Quando lei mi disse così, mi convinsi che la nostra era una fame particolare, un bisogno che non si poteva calmare in maniera banale, andando a cercare una caffetteria aperta tutta la notte.Ma cosa significava, una fame particolare?Lo rappresenterò con un'immagine cinematografica.
Aprono le birre e all'uomo sovviene l'ultima volta che ha provato questa fame compulsiva, anomala e comincia a raccontare a sua moglie la bravata compiuta dieci anni prima con l'amico. Come se si trattasse di una maledizione. E se fosse una maledizione? Eppure esistono così tante maledizioni, che non si può dire quale fra di esse abbia colpito. La moglie si preoccupa, convincendosi che se si dovesse trattare di una maledizione, colpirebbe anche lei, essendo al momento la persona più cara dell'uomo. E proprio lei escogita una soluzione murakamiana per spezzare il maleficio. Alle due di notte mettono in atto il piano della donna, in un'atmosfera di follia, irrealtà e comicità illogica, che - almeno a noi occidentali - strappa irrimediabilmente una risata.
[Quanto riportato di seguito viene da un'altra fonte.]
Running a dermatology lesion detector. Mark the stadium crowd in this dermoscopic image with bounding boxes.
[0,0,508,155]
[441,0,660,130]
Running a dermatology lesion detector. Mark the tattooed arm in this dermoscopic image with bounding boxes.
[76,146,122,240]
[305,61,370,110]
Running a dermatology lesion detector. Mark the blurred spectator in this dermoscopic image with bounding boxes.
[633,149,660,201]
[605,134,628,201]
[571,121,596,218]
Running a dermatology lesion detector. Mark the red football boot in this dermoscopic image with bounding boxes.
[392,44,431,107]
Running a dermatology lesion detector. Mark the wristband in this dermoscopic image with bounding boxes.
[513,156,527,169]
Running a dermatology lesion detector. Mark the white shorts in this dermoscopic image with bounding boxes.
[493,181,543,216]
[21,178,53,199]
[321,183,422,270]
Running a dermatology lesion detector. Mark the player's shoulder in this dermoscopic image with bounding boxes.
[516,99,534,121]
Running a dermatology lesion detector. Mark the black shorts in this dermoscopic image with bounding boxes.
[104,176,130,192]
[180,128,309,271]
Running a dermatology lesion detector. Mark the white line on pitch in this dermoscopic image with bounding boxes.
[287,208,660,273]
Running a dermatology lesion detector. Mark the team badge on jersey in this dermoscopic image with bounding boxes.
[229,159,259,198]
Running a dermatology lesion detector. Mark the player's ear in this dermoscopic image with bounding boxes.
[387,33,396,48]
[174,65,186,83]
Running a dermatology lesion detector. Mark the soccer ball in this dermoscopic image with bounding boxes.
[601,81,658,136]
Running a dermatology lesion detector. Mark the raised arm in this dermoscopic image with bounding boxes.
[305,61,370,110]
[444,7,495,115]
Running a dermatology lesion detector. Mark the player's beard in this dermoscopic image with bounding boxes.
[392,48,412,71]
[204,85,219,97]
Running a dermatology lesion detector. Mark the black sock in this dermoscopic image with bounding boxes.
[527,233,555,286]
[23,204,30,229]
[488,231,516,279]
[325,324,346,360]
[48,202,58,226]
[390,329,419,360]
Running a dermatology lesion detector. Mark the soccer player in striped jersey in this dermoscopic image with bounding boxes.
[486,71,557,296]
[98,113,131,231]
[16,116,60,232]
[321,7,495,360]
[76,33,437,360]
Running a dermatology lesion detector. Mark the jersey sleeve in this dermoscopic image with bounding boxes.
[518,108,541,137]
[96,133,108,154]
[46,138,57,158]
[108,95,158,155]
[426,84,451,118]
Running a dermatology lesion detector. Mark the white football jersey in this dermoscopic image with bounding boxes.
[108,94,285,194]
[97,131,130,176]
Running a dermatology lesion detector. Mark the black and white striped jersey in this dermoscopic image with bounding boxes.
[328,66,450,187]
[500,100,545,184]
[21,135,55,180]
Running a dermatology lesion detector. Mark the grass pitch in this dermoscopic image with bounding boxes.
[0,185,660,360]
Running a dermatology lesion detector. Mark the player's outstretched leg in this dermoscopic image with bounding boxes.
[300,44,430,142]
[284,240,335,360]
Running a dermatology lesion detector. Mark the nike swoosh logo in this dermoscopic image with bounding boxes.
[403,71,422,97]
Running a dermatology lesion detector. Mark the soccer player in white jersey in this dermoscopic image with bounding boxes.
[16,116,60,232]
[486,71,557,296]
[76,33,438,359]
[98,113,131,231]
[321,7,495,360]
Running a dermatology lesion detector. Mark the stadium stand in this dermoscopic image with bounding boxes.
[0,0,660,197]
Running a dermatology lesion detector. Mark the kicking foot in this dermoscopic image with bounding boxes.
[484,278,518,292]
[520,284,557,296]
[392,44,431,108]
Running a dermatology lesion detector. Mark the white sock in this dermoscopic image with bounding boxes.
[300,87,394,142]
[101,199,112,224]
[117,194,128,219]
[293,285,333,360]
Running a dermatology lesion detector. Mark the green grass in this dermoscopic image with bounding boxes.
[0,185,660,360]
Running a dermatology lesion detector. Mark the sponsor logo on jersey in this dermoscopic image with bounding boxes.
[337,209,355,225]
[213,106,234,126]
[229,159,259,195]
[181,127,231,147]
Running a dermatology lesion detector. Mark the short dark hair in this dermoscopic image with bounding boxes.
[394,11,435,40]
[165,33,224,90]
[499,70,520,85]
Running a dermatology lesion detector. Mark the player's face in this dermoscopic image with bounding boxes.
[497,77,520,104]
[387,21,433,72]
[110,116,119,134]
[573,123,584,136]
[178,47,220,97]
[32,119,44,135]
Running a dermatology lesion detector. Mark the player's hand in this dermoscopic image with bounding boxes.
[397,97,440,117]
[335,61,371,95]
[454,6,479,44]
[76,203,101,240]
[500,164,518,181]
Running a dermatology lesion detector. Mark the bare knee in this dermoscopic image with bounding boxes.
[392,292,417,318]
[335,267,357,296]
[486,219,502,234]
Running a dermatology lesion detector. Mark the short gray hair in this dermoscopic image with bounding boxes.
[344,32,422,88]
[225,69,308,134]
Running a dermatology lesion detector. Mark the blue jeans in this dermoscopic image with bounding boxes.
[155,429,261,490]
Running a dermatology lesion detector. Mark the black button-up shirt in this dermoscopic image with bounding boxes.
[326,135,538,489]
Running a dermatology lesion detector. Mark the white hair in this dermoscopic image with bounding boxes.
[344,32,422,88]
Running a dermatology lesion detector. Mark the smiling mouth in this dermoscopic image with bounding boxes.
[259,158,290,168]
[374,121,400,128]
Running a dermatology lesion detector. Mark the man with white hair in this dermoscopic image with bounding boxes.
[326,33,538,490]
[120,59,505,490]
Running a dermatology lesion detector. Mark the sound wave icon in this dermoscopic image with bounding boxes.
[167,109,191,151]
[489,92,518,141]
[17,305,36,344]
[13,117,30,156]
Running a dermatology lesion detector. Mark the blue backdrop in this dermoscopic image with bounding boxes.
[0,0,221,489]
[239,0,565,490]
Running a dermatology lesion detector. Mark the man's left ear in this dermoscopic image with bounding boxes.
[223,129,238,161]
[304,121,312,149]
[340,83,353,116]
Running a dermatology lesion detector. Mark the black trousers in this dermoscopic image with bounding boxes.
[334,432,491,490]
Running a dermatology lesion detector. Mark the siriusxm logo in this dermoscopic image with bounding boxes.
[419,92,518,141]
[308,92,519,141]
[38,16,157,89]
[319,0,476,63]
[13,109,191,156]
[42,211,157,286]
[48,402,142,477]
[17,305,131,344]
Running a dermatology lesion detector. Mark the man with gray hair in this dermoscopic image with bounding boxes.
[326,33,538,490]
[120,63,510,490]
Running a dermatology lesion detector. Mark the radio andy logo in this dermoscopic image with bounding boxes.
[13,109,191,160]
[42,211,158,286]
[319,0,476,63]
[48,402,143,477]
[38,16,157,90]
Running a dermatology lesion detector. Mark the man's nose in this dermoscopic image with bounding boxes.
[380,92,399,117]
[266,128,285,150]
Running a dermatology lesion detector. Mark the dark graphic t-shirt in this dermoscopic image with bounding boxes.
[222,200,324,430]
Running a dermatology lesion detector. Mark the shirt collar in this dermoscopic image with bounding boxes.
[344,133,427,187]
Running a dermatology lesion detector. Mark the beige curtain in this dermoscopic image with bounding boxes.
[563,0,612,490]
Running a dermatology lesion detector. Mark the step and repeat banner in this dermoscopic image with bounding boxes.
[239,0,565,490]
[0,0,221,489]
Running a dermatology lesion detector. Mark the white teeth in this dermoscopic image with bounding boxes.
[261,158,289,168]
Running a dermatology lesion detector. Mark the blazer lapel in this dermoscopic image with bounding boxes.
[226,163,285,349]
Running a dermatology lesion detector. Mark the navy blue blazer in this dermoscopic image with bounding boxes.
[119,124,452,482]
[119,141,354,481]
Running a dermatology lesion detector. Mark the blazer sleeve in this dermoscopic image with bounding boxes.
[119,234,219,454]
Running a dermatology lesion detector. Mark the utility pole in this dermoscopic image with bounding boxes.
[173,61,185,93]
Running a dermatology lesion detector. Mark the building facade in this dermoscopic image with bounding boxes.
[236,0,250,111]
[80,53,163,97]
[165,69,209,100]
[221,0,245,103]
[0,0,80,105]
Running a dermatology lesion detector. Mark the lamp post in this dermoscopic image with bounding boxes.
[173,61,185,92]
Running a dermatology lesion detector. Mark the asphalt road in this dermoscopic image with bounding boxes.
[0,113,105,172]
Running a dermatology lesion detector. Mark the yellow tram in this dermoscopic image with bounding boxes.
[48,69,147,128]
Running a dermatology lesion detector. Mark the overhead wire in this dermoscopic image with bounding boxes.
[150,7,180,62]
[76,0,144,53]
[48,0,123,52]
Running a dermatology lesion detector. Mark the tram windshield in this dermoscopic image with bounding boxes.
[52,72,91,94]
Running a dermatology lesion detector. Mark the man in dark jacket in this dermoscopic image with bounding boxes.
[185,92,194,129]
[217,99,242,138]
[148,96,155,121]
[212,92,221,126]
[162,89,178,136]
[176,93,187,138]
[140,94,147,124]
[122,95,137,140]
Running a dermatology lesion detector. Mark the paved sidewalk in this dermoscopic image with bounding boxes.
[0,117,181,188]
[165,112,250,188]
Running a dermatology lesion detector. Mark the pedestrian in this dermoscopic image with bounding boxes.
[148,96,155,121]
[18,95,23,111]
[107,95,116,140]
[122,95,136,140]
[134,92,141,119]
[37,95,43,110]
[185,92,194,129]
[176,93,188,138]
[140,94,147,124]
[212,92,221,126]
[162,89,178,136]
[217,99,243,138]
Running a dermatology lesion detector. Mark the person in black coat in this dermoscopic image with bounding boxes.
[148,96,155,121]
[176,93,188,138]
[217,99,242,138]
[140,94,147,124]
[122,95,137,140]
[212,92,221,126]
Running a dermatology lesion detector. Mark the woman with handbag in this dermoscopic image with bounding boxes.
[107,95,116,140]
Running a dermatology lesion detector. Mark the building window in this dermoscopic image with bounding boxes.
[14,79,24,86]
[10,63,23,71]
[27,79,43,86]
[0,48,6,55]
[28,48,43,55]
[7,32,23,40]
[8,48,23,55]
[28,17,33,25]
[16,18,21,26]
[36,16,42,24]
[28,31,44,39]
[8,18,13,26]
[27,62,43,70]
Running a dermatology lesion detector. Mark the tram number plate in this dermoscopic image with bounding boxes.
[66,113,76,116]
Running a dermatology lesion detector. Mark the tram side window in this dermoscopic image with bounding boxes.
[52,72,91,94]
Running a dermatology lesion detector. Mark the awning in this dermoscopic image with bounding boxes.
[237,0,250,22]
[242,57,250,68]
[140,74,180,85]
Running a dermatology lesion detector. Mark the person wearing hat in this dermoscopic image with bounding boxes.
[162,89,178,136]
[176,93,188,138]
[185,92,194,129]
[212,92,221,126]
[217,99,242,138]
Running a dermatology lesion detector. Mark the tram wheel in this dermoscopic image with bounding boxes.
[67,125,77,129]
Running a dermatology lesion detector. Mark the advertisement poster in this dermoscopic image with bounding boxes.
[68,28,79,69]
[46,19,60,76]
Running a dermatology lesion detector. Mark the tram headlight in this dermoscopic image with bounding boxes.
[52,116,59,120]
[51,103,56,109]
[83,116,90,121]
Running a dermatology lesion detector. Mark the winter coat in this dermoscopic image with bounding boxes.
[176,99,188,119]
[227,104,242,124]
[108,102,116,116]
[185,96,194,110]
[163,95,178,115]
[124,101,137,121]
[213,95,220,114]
Il senso sembra essere quello di dover portare a termine quanto è rimasto inconcluso anni prima, in modo da rompere una catena che, come una spada di Damocle sopra le loro teste, minaccia e toglie tranquillità alla coppia. La figura metaforica prepotente in questa parte della storia è una barca in mezzo all'acqua, situata sopra un vulcano sommerso: più è forte il crampo della fame, più l'acqua è trasparente, alterando così il senso di profondità. Il respiro suggerito è magico e magistralmente guidato anche nel secondo racconto da Igort, il quale supera se stesso tra il ritratto di Wagner, il volto della maledizione e la barca in mezzo all'acqua (senza escludere tutte le altre efficaci illustrazioni).

Due racconti surreali legati da una visionaria danza di spettri di rabbia, di continuità, di fame (unica vera protagonista), di maledizioni e di un lieve velo di tradizioni orientali che regalano al lettore un momento di fugace estraniamento. Un libro, Gli assalti alle panetterie, che tuttavia ha deluso molti fan italiani dell'autore giapponese, i quali sono rimasti amareggiati sia dalle due trame (secondo loro poco avvincenti e per nulla espressive della bravura dello scrittore giapponese) che dallo stile fugace e repentino (lamentano la brevità del libro in rapporto al prezzo, oltre alla delusione per la storia in sé). Una lettura dunque che si consiglia, senza troppe pretese, con la voglia di evadere dal normale.